As I said, this is perhaps not a fashionable view. I don’t know if he’s right, but I suspect our minds and bodies do have an instinct for self-preservation, and maybe sometimes we do deal with things in that way. Clearly in some cases, if somebody is suffering real mental illness and torment because of some buried child abuse, for example, and they don’t know that’s why they’re ill, there are cases where it’s crucial to get buried memories out so that people can deal with them and be helped and can heal. But my father wasn’t mentally ill: he was coping with life and had a mainly happy life. So, yes, maybe we should drag the ghastly memories to the surface, if blocking them is clearly inhibiting our ability to move on and be healthy, whole, functioning human beings. But what about those who are – for the most part – healthy, whole, functioning human beings? In such cases, maybe my father’s generation view – “if it ain’t broke don’t fix it” – is appropriate. Maybe there’s something we can learn from that.

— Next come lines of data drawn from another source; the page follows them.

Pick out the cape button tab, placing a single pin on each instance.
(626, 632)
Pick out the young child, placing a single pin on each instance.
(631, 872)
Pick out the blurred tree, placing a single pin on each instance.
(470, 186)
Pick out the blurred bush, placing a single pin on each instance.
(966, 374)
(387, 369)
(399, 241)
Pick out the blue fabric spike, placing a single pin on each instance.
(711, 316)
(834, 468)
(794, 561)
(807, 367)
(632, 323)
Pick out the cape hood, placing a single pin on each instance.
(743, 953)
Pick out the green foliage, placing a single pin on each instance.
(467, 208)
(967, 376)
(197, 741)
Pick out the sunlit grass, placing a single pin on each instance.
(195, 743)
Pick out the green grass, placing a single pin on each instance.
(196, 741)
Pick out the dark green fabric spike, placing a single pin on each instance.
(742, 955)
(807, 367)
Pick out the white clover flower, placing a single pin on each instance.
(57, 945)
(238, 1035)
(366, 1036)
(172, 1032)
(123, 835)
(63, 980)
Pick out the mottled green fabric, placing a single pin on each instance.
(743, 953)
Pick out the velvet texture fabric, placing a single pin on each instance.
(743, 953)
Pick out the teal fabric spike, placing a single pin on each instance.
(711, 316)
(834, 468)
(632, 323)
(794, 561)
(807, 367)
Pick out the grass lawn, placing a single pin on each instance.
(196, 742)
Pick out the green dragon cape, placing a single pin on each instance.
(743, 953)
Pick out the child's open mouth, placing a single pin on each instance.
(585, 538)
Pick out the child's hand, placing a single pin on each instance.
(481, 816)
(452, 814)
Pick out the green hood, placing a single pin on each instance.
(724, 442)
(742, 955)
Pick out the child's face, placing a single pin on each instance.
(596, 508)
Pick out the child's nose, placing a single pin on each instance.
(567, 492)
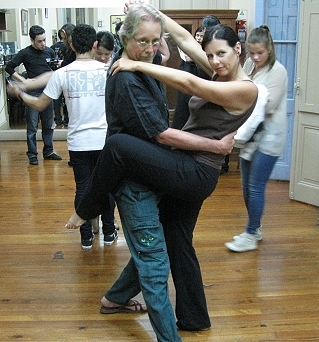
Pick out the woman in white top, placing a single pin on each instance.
(257, 158)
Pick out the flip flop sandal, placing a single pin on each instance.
(136, 308)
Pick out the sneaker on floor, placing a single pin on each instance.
(96, 225)
(87, 244)
(53, 156)
(116, 225)
(258, 234)
(244, 242)
(109, 239)
(33, 161)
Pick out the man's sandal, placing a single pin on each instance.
(133, 307)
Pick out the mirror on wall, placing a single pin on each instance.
(15, 36)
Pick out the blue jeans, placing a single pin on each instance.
(83, 163)
(254, 176)
(46, 118)
(148, 268)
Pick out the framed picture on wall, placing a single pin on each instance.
(115, 20)
(24, 22)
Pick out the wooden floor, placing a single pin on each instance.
(50, 288)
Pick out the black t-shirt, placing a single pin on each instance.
(36, 62)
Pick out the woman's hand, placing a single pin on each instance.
(123, 64)
(226, 144)
(74, 222)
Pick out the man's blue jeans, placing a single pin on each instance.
(148, 268)
(254, 176)
(46, 117)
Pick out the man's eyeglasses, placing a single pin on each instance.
(198, 35)
(144, 44)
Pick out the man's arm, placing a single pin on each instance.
(37, 103)
(188, 141)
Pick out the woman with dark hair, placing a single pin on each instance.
(257, 159)
(105, 47)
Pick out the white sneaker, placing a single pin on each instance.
(96, 224)
(116, 225)
(244, 242)
(258, 234)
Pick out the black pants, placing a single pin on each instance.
(179, 218)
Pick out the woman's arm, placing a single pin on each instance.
(186, 42)
(188, 141)
(235, 96)
(164, 50)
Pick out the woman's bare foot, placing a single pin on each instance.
(74, 222)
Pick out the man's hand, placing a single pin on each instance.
(15, 89)
(227, 143)
(123, 64)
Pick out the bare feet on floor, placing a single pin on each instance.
(132, 306)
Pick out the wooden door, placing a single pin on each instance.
(304, 185)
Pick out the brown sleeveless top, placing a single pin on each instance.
(212, 121)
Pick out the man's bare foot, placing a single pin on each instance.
(109, 307)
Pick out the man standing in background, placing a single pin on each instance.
(36, 58)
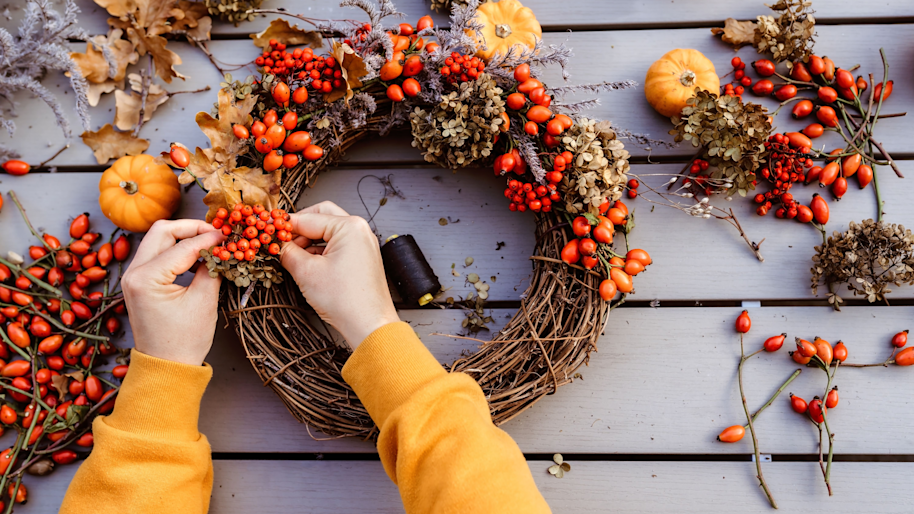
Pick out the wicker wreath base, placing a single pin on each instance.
(550, 336)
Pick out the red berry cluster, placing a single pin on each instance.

To sum up: one needs to distinguish two things: firstly, is memory crucial for personal identity? In which case, if somebody gets Alzheimer’s when they’re older, for example, have you really lost the person? Are they in fact no longer who they were before? This question addresses the sense of them literally not being the same person, which has implications on, for example, marriage vows.

Then, secondly, there are much broader questions about how memories (or the absence of them) relate to our sense of who we are. In what ways do memories create who we are in an ethical and psychological sense? And in what way are these memories themselves created by who we are in that sense? It’s important to understand that this is a two-way relationship.   And it was chiefly this second set of questions that we were talking about in this debate.. And, as we have seen, if we want to understand someone we should not just look at what they remember (and mis-remember), but also by what they have blocked from their memory. To change any of those things is to change the narrative of who they are in ways which may initially be quite disturbing for them.

Whether it’s for good or bad, if people are changing that narrative they are very likely to need help in that stage of the process, even if they’re changing the narrative in a way that’s ultimately going to be healthy. It’s important to realise that, whatever the eventual outcome, such a change of personal narrative may be traumatic, which of course has implications for mental healthcare and for how we deal with our friends and family. For the duration of that process, those people will need our help and support.